Leach more than earned the non-conference win on Thursday, March 15, by walking just four batters and giving up a sole hit, a double in the top of the sixth inning. Aside from that one instance, Leach was all but unstoppable on the mound, never seeming to tire as he threw pitch after pitch for a total of 112 on the night. Even as the game wore on, with closer Angus Anderson fully warmed up and ready to go, Leach said he was determined to finish the game and told coach Rick Dixon as much.
“I was feeling great the whole day,” Leach said. “My arm felt alive. I got better as the game went on. Coach was iffy about it but I told him, ‘Let me have it.’ He told me it was all mine.”
The game was, indeed, almost entirely about Leach’s pitching, as his performance dominated the action and dictated the course of the contest from the outset. Dixon was ready to pull Leach after the middle innings, but he was glad he left the senior pitcher in to get a complete game. However, as good as Leach’s throwing was, Dixon said neither the fans nor the Brave’s opponents have seen the best he has to offer on the mound.
“He had a great game tonight but I’ve seen him even sharper,” Dixon said. “What he has is a great arm. He throws so hard that even when he’s not at his best he’s still capable of overwhelming opposing batters. When you have a kid like that, who wants to throw, you have to let him so long as he stays consistent, and that’s just what Brendan does.”
Though Leach gave Walton control on the defensive front, the Braves’ batters had a little trouble getting on-base, such was the determination of South Walton’s fielders and pitcher, Alex Astin, who amassed eight Ks and gave up only four hits while walking just two batters. Neither team had scored through two-and-a-half innings, but with Leach gunning down the Seahawks’ would-be hitters it was only a matter of time before some base runners made it home.
That moment came in the bottom of the third when Astin tried to sneak a fastball by Nathan Cobb for strike two, but the Walton first baseman instead gapped the ball into shallow right center for a single. Astin walked Zach Carter and then Chris Kelly got a single off a bunt that fell between the pitcher’s mound and the onrushing the catcher and first baseman of the Seahawks. Zach Burgess also took first base on balls, which moved Cobb home for Walton’s opening run.

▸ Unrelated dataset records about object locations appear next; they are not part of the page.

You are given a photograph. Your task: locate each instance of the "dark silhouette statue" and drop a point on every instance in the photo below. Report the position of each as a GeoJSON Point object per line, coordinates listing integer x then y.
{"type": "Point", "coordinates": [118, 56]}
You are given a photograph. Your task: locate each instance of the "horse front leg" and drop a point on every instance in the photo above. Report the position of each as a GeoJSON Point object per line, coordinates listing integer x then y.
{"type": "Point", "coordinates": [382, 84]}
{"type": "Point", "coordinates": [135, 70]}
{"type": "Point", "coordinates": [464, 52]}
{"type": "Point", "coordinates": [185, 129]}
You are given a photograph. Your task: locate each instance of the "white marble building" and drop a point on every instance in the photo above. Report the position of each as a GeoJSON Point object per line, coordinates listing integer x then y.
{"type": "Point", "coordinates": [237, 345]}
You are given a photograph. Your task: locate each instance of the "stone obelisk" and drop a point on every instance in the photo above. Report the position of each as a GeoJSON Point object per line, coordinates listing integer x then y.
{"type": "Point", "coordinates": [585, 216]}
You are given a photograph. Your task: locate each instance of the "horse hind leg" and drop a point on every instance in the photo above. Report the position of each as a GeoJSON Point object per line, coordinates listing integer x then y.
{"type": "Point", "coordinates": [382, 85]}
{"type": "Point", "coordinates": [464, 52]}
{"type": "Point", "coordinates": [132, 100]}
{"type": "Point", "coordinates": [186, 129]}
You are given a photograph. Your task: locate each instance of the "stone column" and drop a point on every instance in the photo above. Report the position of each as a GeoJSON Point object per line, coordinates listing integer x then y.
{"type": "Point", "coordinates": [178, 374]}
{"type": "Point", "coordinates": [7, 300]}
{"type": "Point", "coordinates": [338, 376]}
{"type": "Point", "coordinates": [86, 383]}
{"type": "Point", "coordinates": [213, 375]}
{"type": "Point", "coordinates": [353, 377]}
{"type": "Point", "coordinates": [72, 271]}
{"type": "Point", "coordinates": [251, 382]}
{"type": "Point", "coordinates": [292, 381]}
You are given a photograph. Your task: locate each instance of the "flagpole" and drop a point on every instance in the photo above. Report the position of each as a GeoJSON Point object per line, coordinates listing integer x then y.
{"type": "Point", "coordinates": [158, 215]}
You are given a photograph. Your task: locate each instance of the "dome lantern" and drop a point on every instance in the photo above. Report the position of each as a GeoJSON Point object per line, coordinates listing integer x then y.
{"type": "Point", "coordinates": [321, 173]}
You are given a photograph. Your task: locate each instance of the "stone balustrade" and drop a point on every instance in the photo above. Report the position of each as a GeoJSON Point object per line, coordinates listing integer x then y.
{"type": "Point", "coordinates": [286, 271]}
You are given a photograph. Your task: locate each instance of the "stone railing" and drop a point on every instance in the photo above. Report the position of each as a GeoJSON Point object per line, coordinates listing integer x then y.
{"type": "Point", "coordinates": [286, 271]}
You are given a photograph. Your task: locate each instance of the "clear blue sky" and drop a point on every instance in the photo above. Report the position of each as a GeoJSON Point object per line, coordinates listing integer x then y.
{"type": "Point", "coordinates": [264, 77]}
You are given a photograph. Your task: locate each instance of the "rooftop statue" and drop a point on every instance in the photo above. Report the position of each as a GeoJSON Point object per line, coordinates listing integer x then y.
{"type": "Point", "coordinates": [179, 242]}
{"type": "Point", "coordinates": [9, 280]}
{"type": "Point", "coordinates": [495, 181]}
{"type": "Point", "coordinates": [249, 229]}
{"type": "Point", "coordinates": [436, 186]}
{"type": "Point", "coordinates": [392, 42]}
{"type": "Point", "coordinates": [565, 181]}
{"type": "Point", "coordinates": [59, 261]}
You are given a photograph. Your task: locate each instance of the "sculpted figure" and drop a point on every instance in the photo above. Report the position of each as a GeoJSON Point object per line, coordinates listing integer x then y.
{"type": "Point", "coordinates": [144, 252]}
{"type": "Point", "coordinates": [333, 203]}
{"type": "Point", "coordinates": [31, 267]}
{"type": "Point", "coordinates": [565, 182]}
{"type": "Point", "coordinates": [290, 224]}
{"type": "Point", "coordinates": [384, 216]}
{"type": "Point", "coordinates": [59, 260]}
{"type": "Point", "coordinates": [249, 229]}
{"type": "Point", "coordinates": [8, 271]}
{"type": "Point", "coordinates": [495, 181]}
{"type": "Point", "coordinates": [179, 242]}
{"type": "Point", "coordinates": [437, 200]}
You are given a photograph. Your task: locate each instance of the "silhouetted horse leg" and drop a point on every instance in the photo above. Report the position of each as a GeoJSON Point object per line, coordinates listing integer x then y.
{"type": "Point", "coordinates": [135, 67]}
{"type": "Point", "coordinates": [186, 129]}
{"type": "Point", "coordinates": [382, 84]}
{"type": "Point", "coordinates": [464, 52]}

Immediately afterward, Anderson made a sacrifice fly to left field, bringing in Carter for a 2-0 Walton lead. Leach himself got an RBI when he hit a hard shot down the third base line to send Kelly home, though Leach was thrown out at first for a second out. Astin struck out the next Walton batter, but the damage was done, as South Walton never closed up the distance.
The Seahawks’ Tyler Townson broke what looked to be a Braves no-hitter with a double deep into the outfield, but Leach quickly retired the next three batters, leaving Townson stranded at the end of the sixth inning and ending South Walton’s best chance for a comeback. The Braves held onto their three-run lead to take the win over their county rival, bringing them to a 4-4 record, while South Walton fell to 4-7.
Dixon had praise for his whole team’s effort, but said batting needs to continually improve if the Braves are to stay competitive. He especially commended Cobb on his two hits that really set Walton in motion to take the win.
“That was huge for [Cobb] to come and hit like that for us,” Dixon said. “That was great, but we need five or six guys who are swinging the bat good enough to put us in scoring position more often.”
Walton had four hits on the evening. Cobb had a single and a double, while Kelly had a single and Anderson had a double. Anderson and Leach each had a RBI.